Tres décadas de reducción pronunciada en los factores de riesgo cardiaco están perdiendo impulso considerablemente.

De hecho, los investigadores de la Clínica Mayo informan que la tendencia se ha allanado desde el comienzo del milenio.

“Las reducciones dramáticas en los puntajes de riesgo datan de hace bastante tiempo, pero han comenzado a nivelarse”, aseguró el Dr. Russell V. Luepker, profesor de epidemiología y salud comunitaria de la Mayo en la Universidad de Minnesota de Minneapolis. “Esto también lo hemos visto en Minnesota, pero estos son datos nacionales. Los avances que hemos estado haciendo en varias áreas no son tan claros por la epidemia de obesidad. Las cosas no están mejorando mucho”.

Los investigadores, que presentaron sus hallazgos el martes en las sesiones científicas anuales de la American Heart Association, AHA, en Nueva Orleáns, aseguraron que esta era la primera vez en la que se analizaban datos nacionales de esta manera.

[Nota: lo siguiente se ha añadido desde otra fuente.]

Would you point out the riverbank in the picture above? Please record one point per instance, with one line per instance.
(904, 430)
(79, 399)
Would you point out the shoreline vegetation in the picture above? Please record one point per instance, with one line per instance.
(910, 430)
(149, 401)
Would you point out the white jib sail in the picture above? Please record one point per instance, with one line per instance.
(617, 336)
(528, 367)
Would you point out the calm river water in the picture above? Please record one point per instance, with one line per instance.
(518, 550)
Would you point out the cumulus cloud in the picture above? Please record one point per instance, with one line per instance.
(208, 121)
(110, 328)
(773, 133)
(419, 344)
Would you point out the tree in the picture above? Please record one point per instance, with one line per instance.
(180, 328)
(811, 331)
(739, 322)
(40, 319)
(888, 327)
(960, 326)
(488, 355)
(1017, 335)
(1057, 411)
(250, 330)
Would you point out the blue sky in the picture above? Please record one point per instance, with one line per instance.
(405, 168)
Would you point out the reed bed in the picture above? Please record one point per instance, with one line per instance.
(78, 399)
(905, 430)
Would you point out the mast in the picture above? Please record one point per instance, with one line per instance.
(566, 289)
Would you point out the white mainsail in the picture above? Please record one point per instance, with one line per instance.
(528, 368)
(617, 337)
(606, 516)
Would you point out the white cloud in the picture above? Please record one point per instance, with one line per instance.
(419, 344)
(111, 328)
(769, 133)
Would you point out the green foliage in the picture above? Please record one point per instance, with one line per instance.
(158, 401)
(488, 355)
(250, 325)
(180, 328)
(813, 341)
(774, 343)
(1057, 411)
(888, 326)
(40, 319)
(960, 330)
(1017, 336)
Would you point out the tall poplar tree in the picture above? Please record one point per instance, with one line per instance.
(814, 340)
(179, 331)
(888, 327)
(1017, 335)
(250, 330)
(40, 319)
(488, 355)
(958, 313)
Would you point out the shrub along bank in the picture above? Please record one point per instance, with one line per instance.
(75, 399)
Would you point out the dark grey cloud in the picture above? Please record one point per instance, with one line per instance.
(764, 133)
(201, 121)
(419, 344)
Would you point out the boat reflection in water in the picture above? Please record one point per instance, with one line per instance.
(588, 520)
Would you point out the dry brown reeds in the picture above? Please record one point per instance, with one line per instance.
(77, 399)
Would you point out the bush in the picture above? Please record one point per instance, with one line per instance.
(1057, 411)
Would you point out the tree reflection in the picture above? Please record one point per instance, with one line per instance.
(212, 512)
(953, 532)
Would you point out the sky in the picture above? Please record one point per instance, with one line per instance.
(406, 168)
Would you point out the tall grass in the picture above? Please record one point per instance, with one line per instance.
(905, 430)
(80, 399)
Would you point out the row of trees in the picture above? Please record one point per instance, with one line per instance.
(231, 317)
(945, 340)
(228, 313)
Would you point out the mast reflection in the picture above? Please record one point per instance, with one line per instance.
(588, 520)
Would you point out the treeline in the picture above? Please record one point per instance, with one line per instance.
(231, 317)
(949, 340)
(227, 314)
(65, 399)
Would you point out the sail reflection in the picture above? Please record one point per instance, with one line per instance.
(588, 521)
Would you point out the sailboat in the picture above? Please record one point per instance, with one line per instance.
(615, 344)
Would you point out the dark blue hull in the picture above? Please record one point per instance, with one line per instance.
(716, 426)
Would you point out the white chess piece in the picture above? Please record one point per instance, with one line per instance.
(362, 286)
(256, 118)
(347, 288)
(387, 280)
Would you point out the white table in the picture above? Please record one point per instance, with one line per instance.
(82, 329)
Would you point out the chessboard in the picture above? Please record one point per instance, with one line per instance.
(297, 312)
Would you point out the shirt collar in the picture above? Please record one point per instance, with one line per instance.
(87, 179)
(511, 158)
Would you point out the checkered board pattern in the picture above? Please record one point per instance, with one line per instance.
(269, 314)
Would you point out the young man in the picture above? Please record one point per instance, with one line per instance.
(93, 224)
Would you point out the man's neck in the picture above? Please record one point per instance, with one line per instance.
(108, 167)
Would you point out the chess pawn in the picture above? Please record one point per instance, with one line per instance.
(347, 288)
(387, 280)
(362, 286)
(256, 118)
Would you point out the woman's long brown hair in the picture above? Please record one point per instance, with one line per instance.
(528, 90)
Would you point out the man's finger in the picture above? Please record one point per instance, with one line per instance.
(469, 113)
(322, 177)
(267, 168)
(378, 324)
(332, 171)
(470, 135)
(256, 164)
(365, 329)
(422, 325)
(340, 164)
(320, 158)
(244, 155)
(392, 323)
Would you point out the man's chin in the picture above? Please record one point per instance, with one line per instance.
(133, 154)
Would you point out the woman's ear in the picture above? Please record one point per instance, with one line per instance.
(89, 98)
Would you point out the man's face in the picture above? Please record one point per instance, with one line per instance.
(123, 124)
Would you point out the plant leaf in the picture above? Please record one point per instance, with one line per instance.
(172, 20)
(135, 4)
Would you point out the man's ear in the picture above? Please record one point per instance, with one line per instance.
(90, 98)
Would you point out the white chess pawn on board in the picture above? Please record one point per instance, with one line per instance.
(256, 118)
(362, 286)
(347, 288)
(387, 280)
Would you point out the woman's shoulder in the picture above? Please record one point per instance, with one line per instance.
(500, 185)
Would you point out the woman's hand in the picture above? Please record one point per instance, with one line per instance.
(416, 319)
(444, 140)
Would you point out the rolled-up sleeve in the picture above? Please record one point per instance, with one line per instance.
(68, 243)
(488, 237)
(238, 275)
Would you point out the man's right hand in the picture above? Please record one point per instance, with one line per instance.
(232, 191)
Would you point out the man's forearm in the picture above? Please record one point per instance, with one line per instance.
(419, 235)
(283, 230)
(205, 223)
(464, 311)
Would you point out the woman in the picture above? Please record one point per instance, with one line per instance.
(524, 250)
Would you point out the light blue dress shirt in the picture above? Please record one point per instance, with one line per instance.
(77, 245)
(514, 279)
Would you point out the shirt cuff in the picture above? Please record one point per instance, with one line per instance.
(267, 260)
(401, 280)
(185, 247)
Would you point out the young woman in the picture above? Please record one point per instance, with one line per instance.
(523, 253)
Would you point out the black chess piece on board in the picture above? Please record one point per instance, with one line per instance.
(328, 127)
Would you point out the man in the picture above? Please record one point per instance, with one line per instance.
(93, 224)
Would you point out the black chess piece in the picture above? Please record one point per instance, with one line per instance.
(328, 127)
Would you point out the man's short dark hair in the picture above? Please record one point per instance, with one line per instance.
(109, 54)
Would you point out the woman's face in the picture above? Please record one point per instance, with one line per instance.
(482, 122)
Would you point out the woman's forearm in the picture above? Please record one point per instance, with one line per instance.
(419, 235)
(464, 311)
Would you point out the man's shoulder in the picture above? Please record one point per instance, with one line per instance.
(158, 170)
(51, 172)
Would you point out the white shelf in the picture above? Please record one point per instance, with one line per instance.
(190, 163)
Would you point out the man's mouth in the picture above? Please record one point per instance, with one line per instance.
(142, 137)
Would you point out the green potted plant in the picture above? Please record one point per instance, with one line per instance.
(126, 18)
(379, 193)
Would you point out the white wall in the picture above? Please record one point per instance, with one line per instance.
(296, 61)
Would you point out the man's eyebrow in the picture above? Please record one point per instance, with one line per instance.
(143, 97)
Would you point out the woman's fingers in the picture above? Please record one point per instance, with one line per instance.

“Esto definitivamente fue una sorpresa para quienes se pasan la vida, como yo, tratando de prevenir la enfermedad cardiaca”, señaló el Dr. Francisco López Jiménez, cardiólogo autor del estudio. “Pensamos que esto se debe a una combinación de la epidemia de obesidad con los factores que hacen a la gente obesa, como una dieta menos que óptima, ejercicio limitado y el consumo excesivo de sal. La sal no está necesariamente relacionada con la obesidad, aunque sí con la presión arterial”.

“El primer paso es reconocer que tenemos fallas significativas y grandes retos frente a nosotros”, puntualizó López.

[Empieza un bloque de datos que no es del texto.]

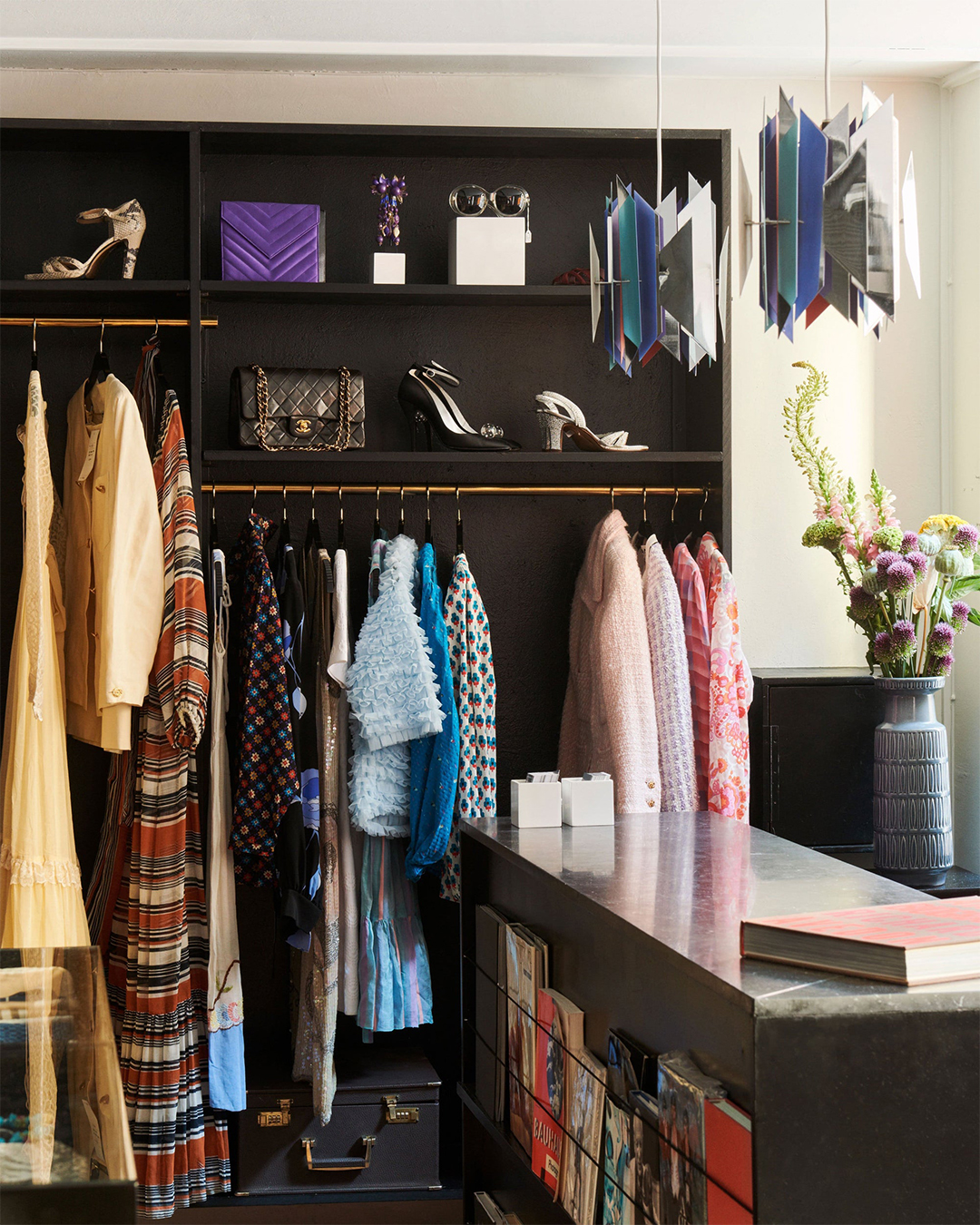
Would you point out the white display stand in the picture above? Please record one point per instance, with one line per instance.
(486, 251)
(534, 805)
(389, 269)
(587, 801)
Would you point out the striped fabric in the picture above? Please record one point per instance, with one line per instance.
(691, 591)
(113, 851)
(158, 948)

El riesgo de enfermedad cardiaca se ha estado reduciendo con las ganancias en la reducción del colesterol y la presión arterial, así como en las victorias para lograr que la gente deje de fumar.

Según los autores del estudio, la tendencia comenzó a cambiar hacia el año 2000.

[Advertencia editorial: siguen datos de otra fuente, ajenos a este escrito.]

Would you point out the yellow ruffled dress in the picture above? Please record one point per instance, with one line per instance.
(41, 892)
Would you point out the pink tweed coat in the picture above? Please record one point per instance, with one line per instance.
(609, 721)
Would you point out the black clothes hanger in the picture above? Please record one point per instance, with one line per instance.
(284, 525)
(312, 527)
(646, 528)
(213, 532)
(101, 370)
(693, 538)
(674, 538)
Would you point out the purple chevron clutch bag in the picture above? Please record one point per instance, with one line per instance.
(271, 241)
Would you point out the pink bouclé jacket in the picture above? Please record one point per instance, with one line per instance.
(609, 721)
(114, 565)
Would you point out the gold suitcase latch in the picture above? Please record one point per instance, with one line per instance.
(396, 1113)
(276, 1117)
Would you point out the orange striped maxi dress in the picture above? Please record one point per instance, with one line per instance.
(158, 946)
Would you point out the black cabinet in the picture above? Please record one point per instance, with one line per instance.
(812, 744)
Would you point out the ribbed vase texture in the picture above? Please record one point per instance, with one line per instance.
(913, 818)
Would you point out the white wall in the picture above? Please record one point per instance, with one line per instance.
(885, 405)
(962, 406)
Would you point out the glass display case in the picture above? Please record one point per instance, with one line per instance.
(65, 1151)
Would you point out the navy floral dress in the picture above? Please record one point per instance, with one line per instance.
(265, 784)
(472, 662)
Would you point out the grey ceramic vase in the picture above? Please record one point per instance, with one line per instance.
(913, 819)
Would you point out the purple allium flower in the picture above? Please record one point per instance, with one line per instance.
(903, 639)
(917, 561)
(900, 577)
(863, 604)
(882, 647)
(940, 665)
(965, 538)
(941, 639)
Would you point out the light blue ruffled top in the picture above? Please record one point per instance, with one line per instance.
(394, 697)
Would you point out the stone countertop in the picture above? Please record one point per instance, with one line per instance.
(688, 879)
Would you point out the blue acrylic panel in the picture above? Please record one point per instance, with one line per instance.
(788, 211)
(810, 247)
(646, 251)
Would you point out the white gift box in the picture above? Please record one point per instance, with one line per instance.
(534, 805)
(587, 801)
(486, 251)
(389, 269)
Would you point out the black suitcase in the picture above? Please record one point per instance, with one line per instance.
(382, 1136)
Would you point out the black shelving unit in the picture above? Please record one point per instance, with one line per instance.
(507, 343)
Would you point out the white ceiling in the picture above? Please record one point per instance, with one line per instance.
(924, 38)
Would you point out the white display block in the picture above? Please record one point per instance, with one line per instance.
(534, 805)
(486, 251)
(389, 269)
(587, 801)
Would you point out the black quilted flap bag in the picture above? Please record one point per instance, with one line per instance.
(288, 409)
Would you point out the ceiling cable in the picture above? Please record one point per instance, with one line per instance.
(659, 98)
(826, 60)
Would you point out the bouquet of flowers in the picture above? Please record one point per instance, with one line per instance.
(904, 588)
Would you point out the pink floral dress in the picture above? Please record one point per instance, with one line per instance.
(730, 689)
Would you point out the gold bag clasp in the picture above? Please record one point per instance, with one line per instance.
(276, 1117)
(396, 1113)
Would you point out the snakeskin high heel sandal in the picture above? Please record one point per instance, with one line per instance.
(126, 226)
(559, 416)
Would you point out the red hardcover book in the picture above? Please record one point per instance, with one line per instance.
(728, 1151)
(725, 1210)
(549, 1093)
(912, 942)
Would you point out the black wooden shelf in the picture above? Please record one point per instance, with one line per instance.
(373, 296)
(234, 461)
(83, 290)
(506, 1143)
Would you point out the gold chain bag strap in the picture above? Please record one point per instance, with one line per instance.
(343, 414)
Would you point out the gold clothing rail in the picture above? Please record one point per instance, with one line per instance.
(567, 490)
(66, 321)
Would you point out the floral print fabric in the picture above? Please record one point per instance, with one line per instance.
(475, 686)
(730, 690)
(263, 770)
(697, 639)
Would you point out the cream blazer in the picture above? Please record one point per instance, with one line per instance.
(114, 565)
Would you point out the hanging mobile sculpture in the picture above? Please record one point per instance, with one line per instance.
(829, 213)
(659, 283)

Un análisis de datos nacionales reveló que un riesgo promedio a diez años ajustado a la edad para la enfermedad cardiovascular se redujo de diez a 7.9 por ciento entre el periodo de 1976 a 1980 y el de 1988 a 1994.

Pero además, que el riesgo se redujo mucho menos entre 1988 y 1994 que entre 1999 y 2004, de 7.9 a 7.4 por ciento, una reducción de apenas 0.5 por ciento.

Esto aplica para todos los grupos de edad, con excepción de los individuos mayores. Además, la tendencia pareció más palpable en las mujeres.

El estudio no abordó las razones de esto, aunque Luepker asegura que la Universidad de Minnesota está viendo algunas tendencias interesantes en el campus.

La universidad ha visto aumentos en los índices de tabaquismo entre los estudiantes de primer año, sobre todo entre las jóvenes que no quieren ganarse las infames quince libras del primíparo (unos 7 kg), señaló Luepker.

Sin embargo, el servicio de salud de la universidad ha ideado una iniciativa para combatir la ingesta de alimentos y el aumento de peso sin cigarrillos deshaciéndose de las bandejas en las cafeterías.

Estos recipientes desechables “apenas pueden llevar comida”, aseguró Luepker. El servicio de alimentación de la Universidad de Minnesota informa sobre una menor ingesta de alimentos.